NEET-PG 2012 - Physiology NEET-PG Practice Questions and MCQs
Question 251: Osmolarity is defined as?
- A. Number of osmoles per litre (Correct Answer)
- B. Number of osmoles per kg
- C. Weight of solute per litre of solution
- D. Weight of solvent per litre of solution
Explanation: ***Number of osmoles per litre*** - **Osmolarity** is a measure of the **solute concentration** in a solution, specifically the number of **osmoles of solute per liter of solution**. - It is often used in clinical settings to assess the **concentration of dissolved particles** in bodily fluids like plasma. *Number of osmoles per kg* - This definition describes **osmolality**, which measures the concentration of a solution as the **number of osmoles of solute per kilogram of solvent**. - While related, osmolarity and osmolality are distinct terms, with osmolality being less affected by temperature and pressure changes. *Weight of solute per litre of solution* - This definition describes a **mass concentration** (e.g., g/L), but it does not account for the **number of osmotically active particles**. - Different solutes can have the same weight but varying numbers of particles (e.g., 1 mol of glucose vs. 1 mol of NaCl dissociates into 2 particles). *Weight of solvent per litre of solution* - This statement incorrectly relates to solvent quantity rather than solute concentration and is not a standard definition for osmolarity or any related osmotic property. - The focus of osmolarity is on the concentration of the **dissolved particles (solute)**, not the weight of the solvent.

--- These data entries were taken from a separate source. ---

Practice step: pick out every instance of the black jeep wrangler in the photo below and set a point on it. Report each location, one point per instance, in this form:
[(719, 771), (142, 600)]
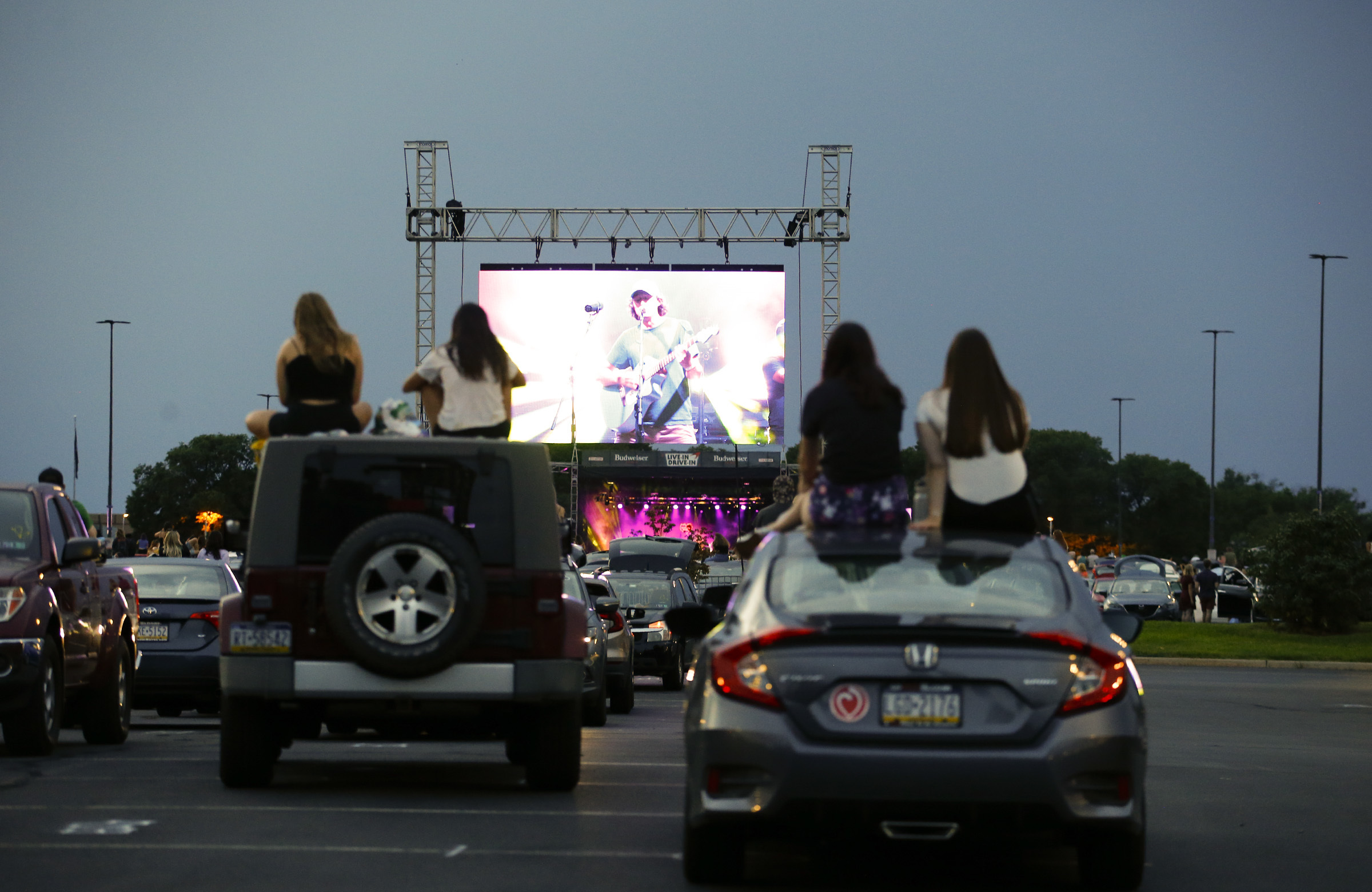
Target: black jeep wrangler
[(405, 585)]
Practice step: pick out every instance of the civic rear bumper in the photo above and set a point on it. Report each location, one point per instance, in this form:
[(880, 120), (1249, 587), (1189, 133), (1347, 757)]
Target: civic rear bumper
[(772, 773)]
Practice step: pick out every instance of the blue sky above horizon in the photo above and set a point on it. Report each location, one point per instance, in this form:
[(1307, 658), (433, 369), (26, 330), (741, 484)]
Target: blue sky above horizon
[(1091, 184)]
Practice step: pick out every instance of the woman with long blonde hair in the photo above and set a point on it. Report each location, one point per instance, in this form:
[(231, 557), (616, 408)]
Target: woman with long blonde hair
[(319, 378)]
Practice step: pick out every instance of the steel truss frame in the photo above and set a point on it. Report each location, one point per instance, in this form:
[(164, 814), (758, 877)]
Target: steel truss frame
[(427, 224)]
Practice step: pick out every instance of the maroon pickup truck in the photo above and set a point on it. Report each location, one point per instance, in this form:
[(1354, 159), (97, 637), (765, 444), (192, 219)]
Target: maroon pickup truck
[(67, 625)]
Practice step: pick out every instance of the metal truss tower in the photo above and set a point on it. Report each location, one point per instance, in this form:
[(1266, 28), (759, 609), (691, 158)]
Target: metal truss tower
[(832, 224), (426, 269)]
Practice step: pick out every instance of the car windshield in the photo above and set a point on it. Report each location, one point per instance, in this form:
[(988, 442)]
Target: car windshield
[(1139, 587), (653, 595), (18, 526), (193, 582), (950, 585)]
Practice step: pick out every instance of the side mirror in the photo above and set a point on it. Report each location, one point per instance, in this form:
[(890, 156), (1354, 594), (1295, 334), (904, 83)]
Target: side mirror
[(691, 621), (80, 549), (1123, 623)]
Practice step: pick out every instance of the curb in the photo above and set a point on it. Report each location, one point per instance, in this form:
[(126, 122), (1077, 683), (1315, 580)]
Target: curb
[(1175, 660)]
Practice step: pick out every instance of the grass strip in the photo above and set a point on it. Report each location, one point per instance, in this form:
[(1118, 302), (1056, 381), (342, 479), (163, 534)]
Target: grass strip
[(1256, 642)]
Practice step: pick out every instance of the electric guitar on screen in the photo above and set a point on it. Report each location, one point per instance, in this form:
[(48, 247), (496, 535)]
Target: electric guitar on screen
[(641, 386)]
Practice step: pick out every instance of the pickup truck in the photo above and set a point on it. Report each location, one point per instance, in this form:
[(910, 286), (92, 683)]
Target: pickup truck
[(67, 626)]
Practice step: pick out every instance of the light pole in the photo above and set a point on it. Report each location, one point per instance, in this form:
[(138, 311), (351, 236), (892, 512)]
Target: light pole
[(1120, 403), (109, 486), (1215, 352), (1319, 437)]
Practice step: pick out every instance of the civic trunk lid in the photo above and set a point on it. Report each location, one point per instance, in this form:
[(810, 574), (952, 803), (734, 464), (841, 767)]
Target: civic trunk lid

Question 252: What happens to the concentration of inulin as fluid passes through the Proximal Convoluted Tubule (PCT)?
- A. Concentration of inulin increases (Correct Answer)
- B. Concentration of urea remains constant
- C. Concentration of HCO3- increases
- D. Concentration of Na+ decreases
Explanation: ***Concentration of inulin increases*** - Inulin is **freely filtered** at the glomerulus and is neither reabsorbed nor secreted along the renal tubule, making it an excellent marker for **glomerular filtration rate (GFR)**. - As water is reabsorbed from the PCT, the volume of tubular fluid decreases, causing the concentration of **unreabsorbed solutes**, like inulin, to increase. *Concentration of urea remains constant* - Urea is **reabsorbed** along the tubule, though passively; its concentration typically **increases** initially in the PCT due to water reabsorption, but then decreases as some is reabsorbed. - The statement is incorrect because urea concentration changes significantly throughout the nephron, particularly increasing as water is reabsorbed and then decreasing with some reabsorption. *Concentration of HCO3- increases* - The majority (approximately 80-90%) of **bicarbonate (HCO3-)** is reabsorbed in the PCT, primarily through its conversion to CO2 within the tubular lumen and then back to HCO3- intracellularly. - Therefore, the concentration of HCO3- in the tubular fluid actually **decreases** significantly as fluid passes through the PCT. *Concentration of Na+ decreases* - **Sodium (Na+)** is actively reabsorbed along the entire nephron, with about 65-70% reabsorbed in the PCT. - While Na+ is reabsorbed, water follows passively, so its concentration in the tubular fluid remains relatively **iso-osmotic** with plasma, meaning its concentration does not significantly decrease as fluid passes through the PCT, remaining fairly constant.